There's one thing that makes it a little easier: because the syntax is XML, you
don't have to write your own lexical or syntax analyser. After that, it's all
textbook stuff. As Liam says, compiling functional languages has been a solved
problem for many years, although it's true that they only usually merit a
single chapter in books on compiler writing. There are of course a few
"impurities" in the language that complicate matters, like the need to call
extension functions with side-effects, or the wretched "node identity" problem,
or the problem of carrying around static and dynamic context; but they are all
perfectly manageable.
It is significantly easier if you are writing for a single target platform like
the JVM rather than multiple platforms, and it is very significantly easier if
that platform does garbage collection for you.
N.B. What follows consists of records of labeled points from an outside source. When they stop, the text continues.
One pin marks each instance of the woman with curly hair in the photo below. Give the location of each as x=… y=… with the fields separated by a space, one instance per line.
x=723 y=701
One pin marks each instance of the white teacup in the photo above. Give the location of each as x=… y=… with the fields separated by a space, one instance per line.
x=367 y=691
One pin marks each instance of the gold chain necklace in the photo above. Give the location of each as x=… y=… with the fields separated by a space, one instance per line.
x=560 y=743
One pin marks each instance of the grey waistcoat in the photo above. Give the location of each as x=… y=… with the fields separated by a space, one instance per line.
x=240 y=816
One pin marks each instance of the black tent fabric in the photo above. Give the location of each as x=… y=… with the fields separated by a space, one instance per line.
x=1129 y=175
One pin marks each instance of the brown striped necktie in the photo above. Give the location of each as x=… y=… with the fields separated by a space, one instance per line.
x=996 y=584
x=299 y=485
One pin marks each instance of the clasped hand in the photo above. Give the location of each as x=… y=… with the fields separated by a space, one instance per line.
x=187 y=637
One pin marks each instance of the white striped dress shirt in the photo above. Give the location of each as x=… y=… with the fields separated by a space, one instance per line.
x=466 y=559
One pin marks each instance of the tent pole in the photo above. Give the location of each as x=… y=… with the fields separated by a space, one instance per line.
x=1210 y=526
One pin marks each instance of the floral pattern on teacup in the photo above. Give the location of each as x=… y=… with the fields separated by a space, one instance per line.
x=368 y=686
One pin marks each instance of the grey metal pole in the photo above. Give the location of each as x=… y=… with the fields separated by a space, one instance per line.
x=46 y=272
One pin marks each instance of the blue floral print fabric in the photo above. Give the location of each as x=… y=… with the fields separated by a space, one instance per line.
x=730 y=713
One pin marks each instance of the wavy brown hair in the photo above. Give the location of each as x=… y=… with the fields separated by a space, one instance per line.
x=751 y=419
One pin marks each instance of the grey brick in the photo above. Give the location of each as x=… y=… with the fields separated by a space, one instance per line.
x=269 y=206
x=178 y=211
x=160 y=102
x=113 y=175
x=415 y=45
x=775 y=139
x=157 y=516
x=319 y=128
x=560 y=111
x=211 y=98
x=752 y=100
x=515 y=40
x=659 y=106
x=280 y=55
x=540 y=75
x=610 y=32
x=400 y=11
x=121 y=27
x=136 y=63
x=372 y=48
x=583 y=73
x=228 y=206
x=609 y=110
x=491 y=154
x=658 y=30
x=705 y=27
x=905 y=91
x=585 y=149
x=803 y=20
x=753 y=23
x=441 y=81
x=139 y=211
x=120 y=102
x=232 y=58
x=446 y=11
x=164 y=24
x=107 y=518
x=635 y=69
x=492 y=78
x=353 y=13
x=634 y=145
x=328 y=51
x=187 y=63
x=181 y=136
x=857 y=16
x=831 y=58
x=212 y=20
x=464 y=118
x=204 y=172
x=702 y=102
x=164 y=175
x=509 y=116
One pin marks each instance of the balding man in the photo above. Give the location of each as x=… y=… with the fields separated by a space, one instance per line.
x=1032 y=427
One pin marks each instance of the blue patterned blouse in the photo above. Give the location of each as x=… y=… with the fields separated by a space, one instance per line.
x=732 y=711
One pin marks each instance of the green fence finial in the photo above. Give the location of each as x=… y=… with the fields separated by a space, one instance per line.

Half the complexity in C/C++
based XSLT processors that I have seen has been doing the memory management,
which comes for free in a language like Java or C#.
The technical challenge of writing an XSLT processor is probably easier than
the business challenge. There were a dozen XSLT 1.0 processors that were
technically excellent, but which ended development prematurely because the
developers weren't earning enough to feed their families.
Michael Kay
Saxonica
On 7 Oct 2016, at 05:32, Mukul Gandhi gandhi(_dot_)mukul(_at_)gmail(_dot_)com
<xsl-list-service(_at_)lists(_dot_)mulberrytech(_dot_)com> wrote:
Dear all,
I'm not sure, whether raising the bar is the right word in the title.
XSLT (1.0 upto 3.x inclusive) is a programming language, right? I thought the
process (design and implementation) of writing its compiler (from a source
code to result tree, and serialization) must be similar as for any other
language. But I've finally sort of concluded that this notion is not true.
First of all, XSLT is a functional language which makes the process of
writing its compiler different than procedural languages. XSLT also has
procedural elements, like loops (on the surface they're loops just like loops
in C / C++, but they're functional loops where iterations can happen in
parallel and results of iterations are merged in some order to produced part
of the result tree).
Given this characteristic of XSLT language, I'm amazed that the compiler of
XSLT language can be made for the full XSLT language, and have been made. May
be one day, I'd like to seriously venture into the filed of writing a
compiler for an XSLT language.
I hope this post makes sense (the subject and discussion).